With July behind us and each evening on our glorious peninsula growing shorter, we sense this summer beginning to flit through our grasp. We cherish our last few visitors somehow more than the others who came early on. And I, for one, am done with sharing cheerful but unremarkable wines. Especially the lightly sweet rosés flogged all season long as a tonic for the humidity.
Something more than strawberry flavors and matching pink colors are needed to stir one’s late-season soul. There are dinner-worthy rosés out there, and their time is now.
My gambit this year is to turn to Portugal and Italy for inspiration. First, the breadth of unique expressions of their indigenous varietals is exciting to explore. These are nations that know what they’re doing when it comes to making wine to drink with food.
The confusion that results from unfamiliar grape names, like Ciliegiolo and Agronómica, is a welcome benefit if for some reason you want to prove you’re an adventurer.
Both of those varietals can lead the way to what you’re looking for in a fine dinner rosé, which is a complex flavor profile comparable to a red.
Ciliegiolo (“chili-eh-jolo”) is a red grape indigenous to Liguria, grown atop impossibly steep sloping vineyards perched above the Mediterranean. This grape rarely lands on our shores, because the locals where it grows devour nearly all of it themselves.
That’s a good starting point if you’re trying to improve your wine experiences: look for wines that are beloved in the local communities they come from. That usually means they’re a true expression of a place. And that, we know, is a good thing.
One Ciliegiolo I’ve seen in Outer Cape wine shops is Enoteca Bisson. Grower Pierluigi Lugano began as a trader in small lots of bulk wine and later became a wine merchant and finally a grower in his own right. He fell in love with the wines of the Ligurian coast in 1978 and has worked to preserve both indigenous varietals and their vineyards, which must be worked by hand because of the slopes. Steamed clams, calamari fritti, or a plate of charcuterie, Prosciutto di San Daniele, perhaps, will be meaningfully enhanced by this wine.
From Portugal, Rosé Vulcánico is a remarkable dinner rosé made from grapes grown on the lava field of a volcanic atoll. Saborinho and Agronómica are local varieties found only in the Azores, though they’re blended in this case with Aragonez and Touriga Nacional from the mainland. A lower alcohol level (12 percent), an undertow of persistent acidity, and saline minerality define this wine. It’s one to pair with flavor-packed summer foods; think of it when you grill bluefish or serve tuna poke or if you are making paella or pulled pork tacos.

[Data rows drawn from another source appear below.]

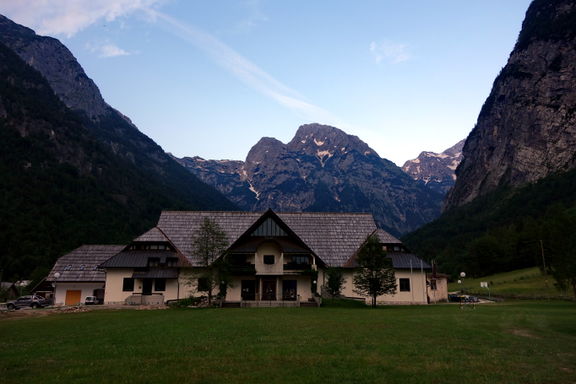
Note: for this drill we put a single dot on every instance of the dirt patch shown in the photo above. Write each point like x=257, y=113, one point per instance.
x=524, y=333
x=26, y=312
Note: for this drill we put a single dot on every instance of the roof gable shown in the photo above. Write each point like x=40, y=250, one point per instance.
x=82, y=263
x=333, y=237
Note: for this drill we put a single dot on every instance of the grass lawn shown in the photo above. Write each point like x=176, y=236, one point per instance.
x=516, y=342
x=528, y=282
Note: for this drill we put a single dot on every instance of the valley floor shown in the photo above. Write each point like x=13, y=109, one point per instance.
x=510, y=342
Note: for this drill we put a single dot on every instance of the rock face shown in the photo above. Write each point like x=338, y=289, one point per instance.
x=526, y=129
x=321, y=169
x=436, y=170
x=57, y=64
x=74, y=176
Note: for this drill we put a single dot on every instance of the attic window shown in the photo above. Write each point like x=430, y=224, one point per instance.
x=153, y=261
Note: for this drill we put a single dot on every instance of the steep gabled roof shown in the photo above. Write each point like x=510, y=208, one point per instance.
x=82, y=263
x=386, y=238
x=333, y=237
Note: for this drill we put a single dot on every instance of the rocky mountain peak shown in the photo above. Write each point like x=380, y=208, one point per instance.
x=321, y=169
x=57, y=64
x=526, y=129
x=324, y=141
x=436, y=170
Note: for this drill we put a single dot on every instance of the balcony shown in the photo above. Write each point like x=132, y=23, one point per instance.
x=297, y=267
x=242, y=269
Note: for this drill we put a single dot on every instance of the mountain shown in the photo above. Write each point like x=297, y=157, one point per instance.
x=321, y=169
x=514, y=201
x=436, y=170
x=526, y=129
x=73, y=169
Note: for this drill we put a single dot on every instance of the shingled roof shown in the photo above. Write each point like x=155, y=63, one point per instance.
x=82, y=263
x=333, y=237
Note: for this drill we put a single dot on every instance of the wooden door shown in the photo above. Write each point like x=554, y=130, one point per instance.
x=73, y=297
x=147, y=286
x=269, y=289
x=248, y=289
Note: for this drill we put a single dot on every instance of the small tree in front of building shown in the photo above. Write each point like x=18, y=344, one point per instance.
x=334, y=282
x=209, y=244
x=375, y=274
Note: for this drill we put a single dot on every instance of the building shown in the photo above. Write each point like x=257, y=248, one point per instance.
x=77, y=274
x=272, y=258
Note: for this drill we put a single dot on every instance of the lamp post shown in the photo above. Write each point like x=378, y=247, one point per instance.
x=56, y=277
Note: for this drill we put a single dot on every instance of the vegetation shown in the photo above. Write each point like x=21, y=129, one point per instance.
x=334, y=282
x=506, y=230
x=513, y=343
x=68, y=180
x=375, y=275
x=209, y=245
x=527, y=283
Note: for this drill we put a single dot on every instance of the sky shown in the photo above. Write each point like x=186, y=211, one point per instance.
x=210, y=78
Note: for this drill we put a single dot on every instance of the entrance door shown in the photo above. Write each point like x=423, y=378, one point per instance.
x=268, y=289
x=73, y=297
x=289, y=290
x=248, y=289
x=147, y=286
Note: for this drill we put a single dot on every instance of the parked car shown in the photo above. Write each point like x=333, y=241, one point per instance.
x=33, y=301
x=92, y=300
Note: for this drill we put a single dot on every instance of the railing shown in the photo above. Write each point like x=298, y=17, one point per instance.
x=140, y=299
x=243, y=269
x=296, y=267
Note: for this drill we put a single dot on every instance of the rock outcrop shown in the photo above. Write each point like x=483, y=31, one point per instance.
x=436, y=170
x=321, y=169
x=526, y=129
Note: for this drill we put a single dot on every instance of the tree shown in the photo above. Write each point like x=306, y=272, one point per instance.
x=375, y=275
x=335, y=281
x=209, y=245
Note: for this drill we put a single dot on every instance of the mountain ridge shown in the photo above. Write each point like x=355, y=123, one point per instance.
x=321, y=168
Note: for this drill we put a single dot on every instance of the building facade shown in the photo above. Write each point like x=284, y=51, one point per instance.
x=271, y=259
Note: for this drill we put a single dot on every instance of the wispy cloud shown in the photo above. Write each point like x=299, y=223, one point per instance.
x=389, y=51
x=108, y=50
x=68, y=17
x=255, y=16
x=246, y=71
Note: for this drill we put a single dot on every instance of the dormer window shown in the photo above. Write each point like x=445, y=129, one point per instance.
x=153, y=261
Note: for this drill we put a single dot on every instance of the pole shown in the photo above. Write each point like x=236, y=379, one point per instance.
x=411, y=280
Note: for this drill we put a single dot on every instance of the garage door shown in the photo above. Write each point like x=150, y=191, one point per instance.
x=73, y=297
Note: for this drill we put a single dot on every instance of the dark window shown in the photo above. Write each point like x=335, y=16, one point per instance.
x=203, y=284
x=404, y=285
x=171, y=261
x=153, y=261
x=160, y=284
x=128, y=284
x=300, y=259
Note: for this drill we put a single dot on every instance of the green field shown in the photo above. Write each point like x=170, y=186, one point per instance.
x=516, y=342
x=522, y=283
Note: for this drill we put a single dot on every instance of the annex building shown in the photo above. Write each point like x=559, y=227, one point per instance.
x=273, y=259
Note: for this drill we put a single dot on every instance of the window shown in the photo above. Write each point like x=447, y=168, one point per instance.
x=404, y=285
x=300, y=259
x=153, y=261
x=171, y=261
x=160, y=284
x=128, y=284
x=203, y=284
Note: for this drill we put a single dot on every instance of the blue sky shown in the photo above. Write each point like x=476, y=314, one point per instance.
x=210, y=78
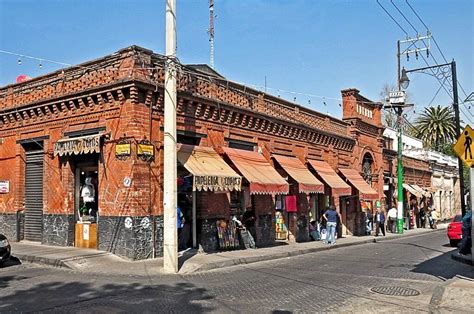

What these two wines share, though one hails from Liguria and the other from the Azores, is their ability to stand up to the bright, bold flavors of any late summer dinner. I’m thinking grilled swordfish and the perfect lime and garlic aioli. Or maybe cold slices of sirloin steak daubed with Dijonaise and served on summer greens.
They’re wines with great texture and intriguing aromatics. They’re what you want with food. They just happen to be magenta.
Ask your wine seller about full-flavored rosés for drinking with late summer dinners. The basics on the two I’ve described here:
On the Shelf
Enoteca Bisson “Ciliegiolo” Rosé 2018, Golfo del Tigullio, Cinque Terra, Liguria, Italia. Vinified dry, tastes of crisp, dry red cherry and wild berries, and is a brilliant magenta color. 1,700 cases produced; 12 percent alcohol. Approximately $25.
Rosé Vulcanico 2018, Azores, Portugal. Aromas of the sea set this rosé apart from lower-priced options. The familiar soft red berry and perfumed cherry fruit of a mid-weight rosé, plus a lees-enhanced creaminess. 530 cases produced; 12 percent alcohol. Approximately $26.